Hey,
so normally i would just write a small script to use as a Sensu pipe handler command. The pipe handler command can be any executable the sensu-backend process is allowed to run on the host system. The Sensu backend provides a json representation of (optionally mutated) sensu event on the executable’s stdin. So any script that can read a json string from stdin can be used as a pipe handler command to communicate with any external service. If its a bash script I’d use a combo of jq and curl inside the script to manipulate the json data and then post it to the http endpoint. If it were python, I’d just use the json and requests modules in the script to manipulate the provided json and then post it to wherever I need.
For basic script development testing outside of Sensu I just use something like
sensuctl event info --format json <entity-name> <check-name> | ./my-custom-handler-script
and then once I know the script is working, I’ll make sure to provision it on the sensu-backend system in a location where the sensu-backend process can run the custom script, and then write the handler definition to use it as the command
It’s absolutely okay to have in-house handler scripts like this if you need them. You control the sensu-backend host provisioning, so you can have whatever you want for executables available. They just don’t make for sharable assets with other users because of the system specific dependencies, so its not something you’ll see me sharing as examples. Golang works great for reusable sharable plugins (statically compiled inside of Sensu assets means no deps to provision), which is why we’ve provided a golang sensu plugin sdk to help write handlers plugins that are easy to package as assets and share.
But, you got me thinking about it, and i put together a generic http post handler written in golang as a proof of concept for a sharable generic http handler.
https://bonsai.sensu.io/assets/jspaleta/sensu-http-handler
This generic http handler should allow you to send the json string passed to the handler on stdin to most webhook urls in a generic fashion.

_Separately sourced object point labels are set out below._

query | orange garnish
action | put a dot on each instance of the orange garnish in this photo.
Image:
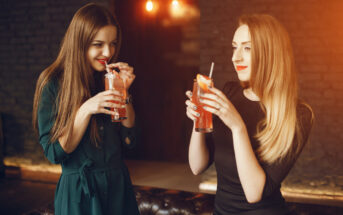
(204, 82)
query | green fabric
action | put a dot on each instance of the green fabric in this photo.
(94, 180)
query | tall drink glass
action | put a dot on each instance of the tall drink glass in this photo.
(113, 81)
(203, 123)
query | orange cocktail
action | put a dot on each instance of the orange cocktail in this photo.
(113, 81)
(203, 123)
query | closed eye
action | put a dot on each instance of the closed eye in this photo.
(97, 44)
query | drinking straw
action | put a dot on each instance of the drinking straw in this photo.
(211, 70)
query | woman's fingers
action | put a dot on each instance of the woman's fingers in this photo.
(112, 105)
(111, 92)
(189, 94)
(217, 92)
(191, 110)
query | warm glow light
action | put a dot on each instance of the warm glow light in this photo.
(149, 5)
(176, 9)
(175, 3)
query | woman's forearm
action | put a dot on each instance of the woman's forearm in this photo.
(251, 174)
(80, 125)
(198, 154)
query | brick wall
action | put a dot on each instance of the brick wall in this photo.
(31, 32)
(316, 31)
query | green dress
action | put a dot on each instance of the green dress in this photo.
(94, 180)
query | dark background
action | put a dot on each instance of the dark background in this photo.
(167, 53)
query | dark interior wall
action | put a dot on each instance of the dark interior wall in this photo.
(316, 31)
(164, 52)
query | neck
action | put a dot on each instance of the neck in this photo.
(249, 94)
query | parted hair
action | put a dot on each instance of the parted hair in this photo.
(71, 68)
(274, 81)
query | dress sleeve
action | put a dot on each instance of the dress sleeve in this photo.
(46, 119)
(276, 172)
(132, 134)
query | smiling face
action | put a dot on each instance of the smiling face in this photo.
(241, 57)
(102, 47)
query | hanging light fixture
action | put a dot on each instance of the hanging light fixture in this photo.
(149, 6)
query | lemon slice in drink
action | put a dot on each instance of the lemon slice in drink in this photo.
(204, 82)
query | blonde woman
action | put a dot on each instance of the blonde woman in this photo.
(260, 127)
(72, 112)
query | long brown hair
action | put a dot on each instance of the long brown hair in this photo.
(274, 80)
(73, 71)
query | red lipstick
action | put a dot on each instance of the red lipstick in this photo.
(239, 68)
(102, 61)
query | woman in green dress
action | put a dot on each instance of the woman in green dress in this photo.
(72, 114)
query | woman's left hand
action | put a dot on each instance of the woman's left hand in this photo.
(126, 72)
(217, 103)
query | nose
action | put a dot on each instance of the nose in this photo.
(237, 55)
(106, 51)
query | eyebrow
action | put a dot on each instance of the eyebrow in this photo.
(245, 42)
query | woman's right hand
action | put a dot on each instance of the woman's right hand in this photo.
(191, 107)
(101, 102)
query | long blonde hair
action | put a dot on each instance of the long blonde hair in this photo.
(274, 81)
(73, 71)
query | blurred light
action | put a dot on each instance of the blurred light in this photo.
(175, 3)
(176, 9)
(149, 6)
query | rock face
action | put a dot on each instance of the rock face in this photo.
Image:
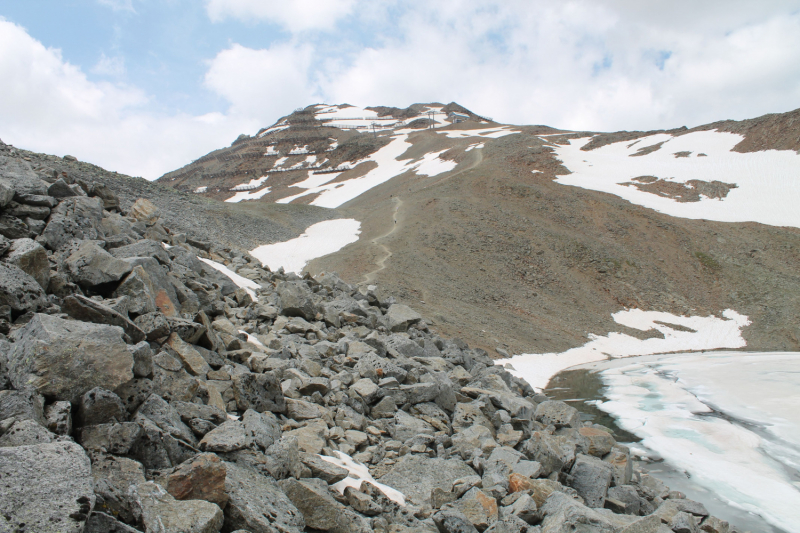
(47, 487)
(310, 406)
(62, 359)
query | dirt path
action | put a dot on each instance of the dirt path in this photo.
(381, 264)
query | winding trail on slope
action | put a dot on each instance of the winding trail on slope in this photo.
(381, 264)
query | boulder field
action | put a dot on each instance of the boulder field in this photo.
(142, 390)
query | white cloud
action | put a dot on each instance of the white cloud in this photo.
(109, 66)
(296, 15)
(49, 105)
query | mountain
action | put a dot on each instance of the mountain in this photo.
(527, 239)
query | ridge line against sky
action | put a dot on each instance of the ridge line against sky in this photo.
(145, 86)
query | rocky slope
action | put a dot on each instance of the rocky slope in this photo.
(501, 254)
(141, 389)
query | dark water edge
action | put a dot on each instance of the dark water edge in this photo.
(578, 386)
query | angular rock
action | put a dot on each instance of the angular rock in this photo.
(88, 310)
(99, 406)
(558, 414)
(19, 291)
(192, 360)
(320, 510)
(90, 266)
(257, 504)
(417, 475)
(63, 359)
(591, 477)
(44, 485)
(261, 392)
(154, 325)
(30, 257)
(200, 478)
(399, 317)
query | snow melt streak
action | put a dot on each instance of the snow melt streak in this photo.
(320, 239)
(670, 402)
(708, 333)
(768, 182)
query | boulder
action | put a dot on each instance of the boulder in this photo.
(261, 392)
(63, 359)
(30, 257)
(200, 478)
(43, 485)
(320, 510)
(558, 414)
(88, 310)
(90, 266)
(19, 290)
(417, 475)
(400, 316)
(591, 477)
(257, 504)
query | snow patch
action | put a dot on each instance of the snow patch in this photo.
(768, 182)
(320, 239)
(247, 284)
(359, 473)
(708, 333)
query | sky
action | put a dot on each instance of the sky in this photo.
(145, 86)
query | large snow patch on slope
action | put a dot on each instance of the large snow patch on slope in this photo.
(320, 239)
(768, 182)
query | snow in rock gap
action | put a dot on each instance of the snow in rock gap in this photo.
(320, 239)
(359, 473)
(672, 402)
(768, 182)
(252, 184)
(247, 284)
(488, 133)
(248, 195)
(709, 333)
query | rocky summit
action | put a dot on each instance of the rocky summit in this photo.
(143, 389)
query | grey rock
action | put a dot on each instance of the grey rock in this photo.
(452, 520)
(142, 359)
(162, 512)
(296, 300)
(25, 433)
(165, 417)
(399, 317)
(90, 266)
(23, 404)
(103, 523)
(45, 484)
(100, 406)
(58, 417)
(320, 510)
(19, 290)
(591, 477)
(154, 325)
(261, 392)
(558, 414)
(63, 359)
(30, 257)
(257, 504)
(116, 438)
(417, 475)
(88, 310)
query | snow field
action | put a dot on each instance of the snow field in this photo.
(320, 239)
(672, 403)
(708, 333)
(247, 284)
(768, 182)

In fact it doesn’t even try to validate that the string is valid json… it just passes it along as the body of the http POST request in the most generic way possible.

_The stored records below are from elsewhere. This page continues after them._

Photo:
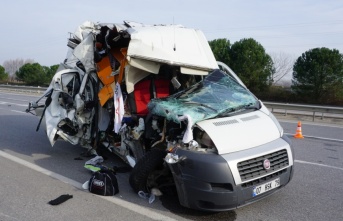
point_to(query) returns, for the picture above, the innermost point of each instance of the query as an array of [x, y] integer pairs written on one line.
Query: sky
[[39, 29]]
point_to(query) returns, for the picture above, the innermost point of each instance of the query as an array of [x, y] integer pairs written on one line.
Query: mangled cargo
[[155, 96]]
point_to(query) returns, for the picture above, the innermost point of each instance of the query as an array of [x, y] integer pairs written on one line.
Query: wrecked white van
[[155, 96]]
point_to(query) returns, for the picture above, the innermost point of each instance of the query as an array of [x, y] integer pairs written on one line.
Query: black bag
[[103, 183]]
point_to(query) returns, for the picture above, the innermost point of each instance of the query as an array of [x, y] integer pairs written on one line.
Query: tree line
[[28, 72], [317, 75]]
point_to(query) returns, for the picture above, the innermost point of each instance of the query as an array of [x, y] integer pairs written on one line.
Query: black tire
[[151, 161]]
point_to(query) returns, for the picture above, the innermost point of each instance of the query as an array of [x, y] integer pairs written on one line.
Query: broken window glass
[[217, 95]]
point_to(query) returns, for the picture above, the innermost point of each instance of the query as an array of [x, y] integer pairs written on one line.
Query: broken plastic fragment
[[151, 197], [94, 161]]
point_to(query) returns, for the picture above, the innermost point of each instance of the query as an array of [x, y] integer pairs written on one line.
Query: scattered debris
[[60, 199]]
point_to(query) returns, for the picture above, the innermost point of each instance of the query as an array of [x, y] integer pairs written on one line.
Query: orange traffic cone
[[298, 133]]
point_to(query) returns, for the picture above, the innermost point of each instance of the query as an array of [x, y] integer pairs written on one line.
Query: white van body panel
[[240, 132]]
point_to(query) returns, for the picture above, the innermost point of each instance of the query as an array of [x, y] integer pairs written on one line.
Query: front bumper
[[206, 182]]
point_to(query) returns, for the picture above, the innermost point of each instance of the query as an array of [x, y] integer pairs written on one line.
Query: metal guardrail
[[330, 111], [313, 110], [24, 89]]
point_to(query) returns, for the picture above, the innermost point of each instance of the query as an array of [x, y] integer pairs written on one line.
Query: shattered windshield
[[217, 95]]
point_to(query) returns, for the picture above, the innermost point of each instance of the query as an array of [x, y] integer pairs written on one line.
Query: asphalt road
[[33, 173]]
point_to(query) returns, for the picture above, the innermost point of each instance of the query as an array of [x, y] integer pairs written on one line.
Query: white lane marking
[[318, 164], [319, 138], [127, 205], [311, 123], [22, 105], [14, 99]]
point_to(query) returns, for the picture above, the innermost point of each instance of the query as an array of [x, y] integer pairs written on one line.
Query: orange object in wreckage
[[105, 74]]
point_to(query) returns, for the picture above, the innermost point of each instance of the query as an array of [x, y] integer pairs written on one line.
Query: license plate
[[257, 190]]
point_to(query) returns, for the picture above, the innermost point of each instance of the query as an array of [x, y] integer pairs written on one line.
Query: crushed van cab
[[155, 96]]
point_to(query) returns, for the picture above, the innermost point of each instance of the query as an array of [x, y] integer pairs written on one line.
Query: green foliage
[[252, 64], [220, 49], [318, 75], [3, 74], [35, 74]]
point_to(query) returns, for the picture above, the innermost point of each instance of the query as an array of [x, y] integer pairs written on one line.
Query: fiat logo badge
[[266, 164]]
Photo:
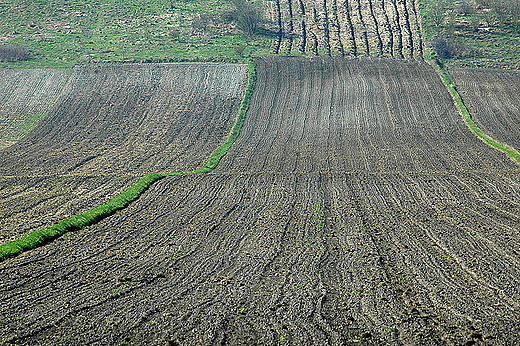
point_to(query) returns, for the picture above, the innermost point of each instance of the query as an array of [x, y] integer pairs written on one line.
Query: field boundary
[[74, 223], [466, 116]]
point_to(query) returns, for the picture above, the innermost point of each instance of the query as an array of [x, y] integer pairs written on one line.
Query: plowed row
[[348, 27], [24, 96], [410, 237], [493, 99], [132, 119], [111, 125], [312, 259], [349, 115], [30, 203]]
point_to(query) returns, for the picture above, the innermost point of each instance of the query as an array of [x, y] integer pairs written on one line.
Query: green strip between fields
[[466, 116], [41, 237]]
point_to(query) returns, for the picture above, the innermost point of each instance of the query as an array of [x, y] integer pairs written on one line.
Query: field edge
[[43, 236]]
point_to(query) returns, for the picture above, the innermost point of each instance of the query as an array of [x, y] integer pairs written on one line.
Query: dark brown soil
[[397, 227], [493, 99], [111, 125]]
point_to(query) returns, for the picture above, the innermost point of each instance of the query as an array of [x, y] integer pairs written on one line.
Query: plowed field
[[111, 125], [493, 99], [348, 115], [25, 97], [132, 119], [312, 259], [420, 249]]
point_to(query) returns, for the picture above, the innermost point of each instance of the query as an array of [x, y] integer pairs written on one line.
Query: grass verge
[[466, 116], [43, 236]]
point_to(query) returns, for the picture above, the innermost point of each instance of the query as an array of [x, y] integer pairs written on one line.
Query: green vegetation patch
[[70, 32], [450, 85], [41, 237], [473, 33]]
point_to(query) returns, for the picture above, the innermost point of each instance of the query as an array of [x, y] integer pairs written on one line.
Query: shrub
[[246, 15], [13, 53]]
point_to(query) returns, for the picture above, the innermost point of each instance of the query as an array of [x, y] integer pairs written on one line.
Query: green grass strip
[[466, 116], [43, 236]]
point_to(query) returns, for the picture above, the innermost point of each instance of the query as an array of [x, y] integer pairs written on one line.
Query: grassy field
[[476, 35], [65, 33]]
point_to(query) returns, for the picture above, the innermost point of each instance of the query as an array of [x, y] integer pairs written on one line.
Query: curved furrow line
[[467, 245], [425, 261]]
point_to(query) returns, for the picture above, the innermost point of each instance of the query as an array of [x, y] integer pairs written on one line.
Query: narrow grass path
[[466, 116], [43, 236]]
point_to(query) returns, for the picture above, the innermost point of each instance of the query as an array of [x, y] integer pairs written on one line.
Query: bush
[[446, 49], [13, 53], [246, 15]]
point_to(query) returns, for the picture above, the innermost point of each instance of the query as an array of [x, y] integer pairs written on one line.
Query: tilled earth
[[421, 249], [109, 126], [493, 99]]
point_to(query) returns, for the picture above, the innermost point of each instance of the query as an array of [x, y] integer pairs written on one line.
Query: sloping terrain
[[111, 125], [132, 119], [349, 115], [267, 251], [493, 99], [25, 97]]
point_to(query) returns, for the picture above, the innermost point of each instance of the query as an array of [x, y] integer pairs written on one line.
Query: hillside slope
[[263, 253]]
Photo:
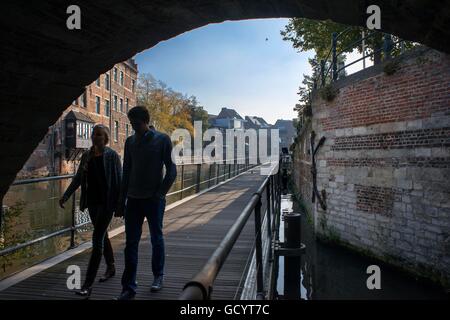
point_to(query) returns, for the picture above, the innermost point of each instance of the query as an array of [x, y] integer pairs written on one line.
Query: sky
[[243, 65]]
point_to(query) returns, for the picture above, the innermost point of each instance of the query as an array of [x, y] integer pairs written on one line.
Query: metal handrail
[[333, 68], [201, 285], [74, 227]]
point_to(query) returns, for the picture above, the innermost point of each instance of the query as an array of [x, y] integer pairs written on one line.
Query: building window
[[116, 131], [107, 81], [97, 104], [107, 108], [83, 100]]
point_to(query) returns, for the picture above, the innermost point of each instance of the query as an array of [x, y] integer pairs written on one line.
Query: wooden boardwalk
[[192, 231]]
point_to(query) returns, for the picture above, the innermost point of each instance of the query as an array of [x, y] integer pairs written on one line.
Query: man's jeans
[[136, 211]]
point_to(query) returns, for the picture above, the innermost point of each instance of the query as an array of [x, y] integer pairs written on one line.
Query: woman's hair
[[91, 150]]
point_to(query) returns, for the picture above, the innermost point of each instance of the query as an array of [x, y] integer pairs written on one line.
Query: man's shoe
[[157, 284], [126, 295], [109, 273]]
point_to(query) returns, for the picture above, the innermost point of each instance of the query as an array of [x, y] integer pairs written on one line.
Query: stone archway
[[45, 66]]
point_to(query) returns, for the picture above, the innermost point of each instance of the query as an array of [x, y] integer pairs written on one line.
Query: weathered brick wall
[[385, 164]]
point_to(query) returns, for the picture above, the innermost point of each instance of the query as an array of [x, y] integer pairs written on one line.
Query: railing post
[[217, 172], [258, 246], [199, 168], [334, 56], [72, 231], [292, 264], [387, 46], [322, 72], [182, 181], [209, 175], [269, 220]]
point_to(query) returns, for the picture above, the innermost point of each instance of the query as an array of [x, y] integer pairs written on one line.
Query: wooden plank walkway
[[192, 231]]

There’s a caveat though, doing things generically like this means no longer having the ability to use advanced features like field templating that makes use of Sensu event data structure to fill in specific fields the webhook expects. The reason why the dedicated slack handler can use template strings that reference the check or entity, or make use of check/entity annotation overrides for the channel to use is because it ingests a valid Sensu event, and knows details about the slack api’s expected payload structure. None of that is available to a generic http handler because a generic handler can’t assume its being handed a valid Sensu event on stdin and knows nothing about the targer service’s expected payload.
Whatever its being handed to this generic http handler is at best valid json, but ideally its whatever the endpoint expects to see as a request payload. Using a generic http handler puts more responsibility on the user to mutate the Sensu event json into the correct json structure expected by the target service. You have to make sure you write the mutator for the specific service to convert the Sensu event json into whatever the destination webhook url expects as a json payload.
Unless you’re extra lucky, and the webhook you want to send data to knows how to consume Sensu event json without modification (this is very rare), you’re now probably going to need to write a Sensu mutator to make changes to the json so the webhook accepts it as valid.
So that’s handlers covered, lets talk about mutators…
Mutators are given a json representation of a Sensu event on stdin but they must also output a json string on stdout, because the output of a mutator is expected to be the input of a handler. And like pipe handlers, mutators can be any executable available on system for sensu-backend to run. So if you need to write a mutator using jq in a bash script… that’ll work in a pinch.